Extra floating-point types, defined in numio/fp_extra.hpp.

Precision Type
Google Brain bfloat16 (float) NumIO::bf16_IO
NVidia TensorFloat (float) NumIO::nv_tf32_IO
AMD fp24 (float) NumIO::amd_fp24_IO
Pixar PXR24 (float) NumIO::pxr24_IO

Custom Formats

In addition to the default integer types supported in C++, NumIO supports custom integer and floating-point formats with specified bit widths and alignment. This allows you to work with non-standard type representations. To work with custom formats, you can use the IntIO/FloatIO class and provide the necessary template parameters.

Integer Formats

template <typename INT_T, unsigned int N_BITS, bool ALIGNED_V>
class IntIO;
  • INT_T: This will be the container to store the value in.
  • N_BITS: Specifies the data to (un)pack as an integer with a given amount of bits.
  • ALIGNED_V: Specifies if the data to (un)pack is aligned to match up with the amount of bytes as used by the container type INT_T.

Example with a 12-bit integer:

// Define I/O for unsigned 12-bit integer and aligned to 4 bytes
using uint12_IO = NumIO::IntIO<uint32_t, 12, true>;

std::vector<uint8_t> data_bytes = {0x00, 0x00, 0x12, 0x34}; // Represents a 12-bit integer value
uint32_t unpacked_value = uint12_IO::unpack(data_bytes);

Floating-Point Formats

template <typename FLOAT_T, typename INT_IO_T, unsigned int N_BITS_EXPONENT, unsigned int N_BITS_FRACTION, bool ALIGNED_V>
class FloatIO;
  • FLOAT_T: This will be the container to store the value in.
  • INT_IO_T: Integer type used as intermediate storage for I/O retrieval and storage.
  • N_BITS_EXPONENT: Specifies the amount of bits of the exponent part of the floating point data.

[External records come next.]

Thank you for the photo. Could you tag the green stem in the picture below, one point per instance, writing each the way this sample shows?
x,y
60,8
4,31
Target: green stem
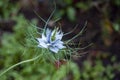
x,y
26,61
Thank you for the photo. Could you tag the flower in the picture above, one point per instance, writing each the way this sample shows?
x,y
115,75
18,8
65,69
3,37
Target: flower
x,y
51,40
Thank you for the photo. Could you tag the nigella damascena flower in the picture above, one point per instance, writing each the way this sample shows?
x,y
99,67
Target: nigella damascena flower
x,y
51,40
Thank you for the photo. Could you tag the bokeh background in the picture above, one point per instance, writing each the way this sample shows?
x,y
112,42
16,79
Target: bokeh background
x,y
101,59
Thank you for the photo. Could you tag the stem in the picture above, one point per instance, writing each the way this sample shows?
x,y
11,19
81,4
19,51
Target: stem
x,y
26,61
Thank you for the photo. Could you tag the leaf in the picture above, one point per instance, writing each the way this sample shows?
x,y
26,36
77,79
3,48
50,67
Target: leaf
x,y
71,13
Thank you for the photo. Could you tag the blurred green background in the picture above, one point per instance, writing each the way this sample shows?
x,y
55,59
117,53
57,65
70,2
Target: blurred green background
x,y
101,62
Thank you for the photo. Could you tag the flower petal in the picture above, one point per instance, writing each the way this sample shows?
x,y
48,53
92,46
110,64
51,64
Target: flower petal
x,y
54,49
59,35
42,43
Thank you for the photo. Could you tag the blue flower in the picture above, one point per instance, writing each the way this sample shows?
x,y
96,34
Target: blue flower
x,y
51,40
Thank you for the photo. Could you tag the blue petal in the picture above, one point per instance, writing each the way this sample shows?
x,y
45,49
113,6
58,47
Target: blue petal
x,y
48,35
42,43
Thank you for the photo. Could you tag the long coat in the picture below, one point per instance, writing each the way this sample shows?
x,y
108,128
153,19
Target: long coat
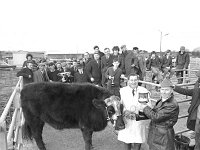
x,y
93,69
182,60
163,117
25,72
39,77
192,111
129,60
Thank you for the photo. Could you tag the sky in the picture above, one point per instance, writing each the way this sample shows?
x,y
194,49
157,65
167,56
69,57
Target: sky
x,y
76,26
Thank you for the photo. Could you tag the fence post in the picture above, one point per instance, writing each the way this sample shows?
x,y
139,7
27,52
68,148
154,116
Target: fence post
x,y
17,104
3,136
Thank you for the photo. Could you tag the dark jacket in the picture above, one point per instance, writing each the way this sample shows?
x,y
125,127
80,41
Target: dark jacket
x,y
25,72
182,60
195,93
153,62
163,117
166,62
121,61
142,66
129,60
81,78
116,74
38,76
106,63
53,76
124,55
93,69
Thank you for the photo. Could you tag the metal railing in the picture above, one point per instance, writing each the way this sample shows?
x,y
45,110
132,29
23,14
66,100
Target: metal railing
x,y
13,137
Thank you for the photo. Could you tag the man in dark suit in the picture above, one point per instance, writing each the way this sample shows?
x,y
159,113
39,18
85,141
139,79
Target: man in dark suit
x,y
81,76
27,73
97,50
93,69
40,75
106,62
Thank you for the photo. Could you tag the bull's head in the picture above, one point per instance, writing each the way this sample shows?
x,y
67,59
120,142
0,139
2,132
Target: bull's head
x,y
113,110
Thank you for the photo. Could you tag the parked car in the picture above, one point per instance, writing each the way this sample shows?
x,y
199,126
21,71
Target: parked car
x,y
5,66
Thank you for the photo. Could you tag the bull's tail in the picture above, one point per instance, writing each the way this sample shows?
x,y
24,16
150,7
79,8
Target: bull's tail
x,y
26,131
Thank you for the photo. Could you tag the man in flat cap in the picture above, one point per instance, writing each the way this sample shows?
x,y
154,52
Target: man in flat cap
x,y
193,121
93,69
182,62
163,117
40,75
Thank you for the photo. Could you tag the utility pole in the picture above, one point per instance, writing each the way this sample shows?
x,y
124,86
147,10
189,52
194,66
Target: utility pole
x,y
161,37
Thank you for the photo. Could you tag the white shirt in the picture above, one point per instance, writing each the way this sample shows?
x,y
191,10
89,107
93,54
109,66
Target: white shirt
x,y
135,131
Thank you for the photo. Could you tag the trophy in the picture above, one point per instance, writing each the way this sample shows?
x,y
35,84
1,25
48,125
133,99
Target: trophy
x,y
143,97
112,81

Defaults to an automatically calculated value if FLOAT_T is a built-in type or implements std::numeric_limits<FLOAT_T>.
  • N_BITS_FRACTION: Specifies the amount of bits of the fraction part of the floating point data. Defaults to an automatically calculated value if FLOAT_T is a built-in type or implements std::numeric_limits<FLOAT_T>.
  • ALIGNED_V: Specifies if the data to (un)pack is aligned to match up with the amount of bytes as used by the intermediate storage type INT_IO_T.

Example with bfloat16:

// Define I/O for a floating-point number with 8 bits for the exponent part and 7 bits for the fraction. Retrieved and stored in a 16-bit integer
using bfloat16_IO = FloatIO<float, std::uint16_t, 8, 7>;

std::vector<uint8_t> data_bytes = {0x3E, 0x20}; // Represents a bfloat16 value
float unpacked_value = bfloat16_IO::unpack(data_bytes);

Customize Defaults

You can customize default behaviour by defining the following macros before including numio.hpp:

  • NUMIO_DEFAULT_ENDIAN_V: Set the default endianness for (un)packing data when not explicitly setting the method template parameter ENDIANNESS_V (default is NumIO::Endian::LITTLE).
  • NUMIO_DEFAULT_ALIGN_V: Set the default byte alignment for (un)packing data when not explicitly setting the class template parameter ALIGNED_V (default is false).

License

© 2023 DeltaRazero. All rights reserved.

All included scripts, modules, etc. are licensed under the terms of the BSD 3-Clause license, unless stated otherwise in the respective files.

Acknowledgments

Sourcecode of CPython's implementation of floating-point data routines for the struct module served as basis and for insights resource for the implementation of packing floating-point data in this library. In particaluar, I thank the contributions of Eli Stevens, Mark Dickinson, and Victor Stinner.